Figure 3. The main technical route performed in this study.

3.1. Selection of the dominate conditional factors

The selection of influencing variables as the final input for the data-driven landslide susceptibility model was on the basis of the spatial correlation, variance inflation factor (VIF) test and relative importance evaluation. To limit the problem of collinearity, all candidate variables were subjected to a Pearson correlation analysis to yield correlation coefficients, and variables with a strong correlation (correlation coefficient r > 0.7) were not selected for the model at the same time. Then, the spatial analysis function of ArcGIS was employed to construct a kernel density map of the historical landslides and a fishing net with a size of 1 × 1 km, and the mean kernel density, mean value of the continuous variables, and plurality of the categorical variables were tallied separately for each net. The VIF estimated by this multiple linear regression could distinguish the main influencing variables causing covariance, and it is generally considered that a VIF > 5 indicates a strong multifield covariance problem between independent variables, and such variables cannot be selected as input factors to the model at this time (O’brien 2007; Arabameri et al. 2021). The formula for calculating VIF is as follows: (1) $$\mathit{VIF}=\frac{1}{1-R_i^2}$$(1) where $R_i$ represents the negative correlation coefficient of the independent variable for the regression analysis of the remaining independent variables (O’brien 2007). Finally, the relative importance approach was utilized for filtering the relative correlation of the model’s input factors. The variable with the highest relative importance has the highest priority for each group of influencing factors.

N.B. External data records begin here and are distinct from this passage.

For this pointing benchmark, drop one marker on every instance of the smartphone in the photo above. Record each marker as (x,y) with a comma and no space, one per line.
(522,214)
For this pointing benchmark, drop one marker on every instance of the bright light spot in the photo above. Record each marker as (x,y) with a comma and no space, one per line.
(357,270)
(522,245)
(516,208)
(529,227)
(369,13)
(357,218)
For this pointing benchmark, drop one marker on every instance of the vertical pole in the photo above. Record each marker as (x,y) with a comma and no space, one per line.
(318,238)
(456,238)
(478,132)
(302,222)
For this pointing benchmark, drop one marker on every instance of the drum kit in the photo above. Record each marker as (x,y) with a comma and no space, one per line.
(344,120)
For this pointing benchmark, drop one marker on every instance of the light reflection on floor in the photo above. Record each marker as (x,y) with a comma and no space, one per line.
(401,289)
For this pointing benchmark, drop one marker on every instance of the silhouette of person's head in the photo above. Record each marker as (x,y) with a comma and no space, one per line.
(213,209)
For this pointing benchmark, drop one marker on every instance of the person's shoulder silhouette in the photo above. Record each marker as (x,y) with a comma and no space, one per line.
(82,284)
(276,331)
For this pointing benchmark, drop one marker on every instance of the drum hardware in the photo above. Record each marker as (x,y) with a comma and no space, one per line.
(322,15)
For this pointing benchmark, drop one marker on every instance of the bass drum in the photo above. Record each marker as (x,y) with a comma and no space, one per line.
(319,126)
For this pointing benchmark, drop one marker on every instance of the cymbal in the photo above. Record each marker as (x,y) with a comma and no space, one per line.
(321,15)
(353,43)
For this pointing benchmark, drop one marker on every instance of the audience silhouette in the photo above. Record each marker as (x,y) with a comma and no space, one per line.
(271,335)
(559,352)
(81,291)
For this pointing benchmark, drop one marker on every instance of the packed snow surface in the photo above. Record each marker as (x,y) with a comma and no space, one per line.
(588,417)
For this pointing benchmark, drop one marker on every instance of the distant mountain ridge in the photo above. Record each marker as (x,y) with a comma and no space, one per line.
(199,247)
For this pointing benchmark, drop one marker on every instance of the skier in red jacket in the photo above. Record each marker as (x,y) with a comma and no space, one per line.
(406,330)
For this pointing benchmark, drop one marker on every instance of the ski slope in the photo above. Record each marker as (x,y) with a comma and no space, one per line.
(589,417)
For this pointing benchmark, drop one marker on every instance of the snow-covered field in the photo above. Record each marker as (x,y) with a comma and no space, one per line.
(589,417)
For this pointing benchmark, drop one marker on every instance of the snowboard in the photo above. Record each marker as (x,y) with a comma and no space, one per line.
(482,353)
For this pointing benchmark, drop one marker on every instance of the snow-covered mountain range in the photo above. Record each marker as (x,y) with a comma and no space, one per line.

3.2. Machine learning methods

3.2.1. Logistic regression (LR)

LR is based on dichotomous variables analysis (e.g. 0 and 1 or true and false) that are used to represent the outcome, which depends on one or more separated factors (Menard, 2002). Due to its principle simplicity and interpretability, the LR model has been extensively applied for exploring the mapping of landslide susceptibility (Lin et al. 2017; Lombardo and Mai 2018). The LR model is essentially a linear model. The principle can be given by the following formula: (2) $$P=\alpha +\sum _{k=1}^k{\beta }_k{x}_k\mathrm{ }$$(2) where P represents the dependent variable representing the absence (0) or presence (1), $\alpha$ is the model’ intercept, denotes the partial regression coefficients and represents the independent variables.

3.2.2. Support vector machine (SVM)

SVM is a multivariate nonlinear predictor with the benefits of global optimality and excellent generalization properties (Cortes and Vapnik 1995). SVM can be applied to linearly non-separable, high-dimensional data sets, and as such, it has been broadly and effectively employed in various regression and classification problems (Huang et al. 2020; Orhan et al. 2022). The properties of SVM are associated with its kernel functions, namely radial basis functions, polynomial and linear, sigmoid (Orhan et al. 2022). Among them, RBF is the most extensively adopted kernel. Therefore, in this study, RBF was used for modelling purposes.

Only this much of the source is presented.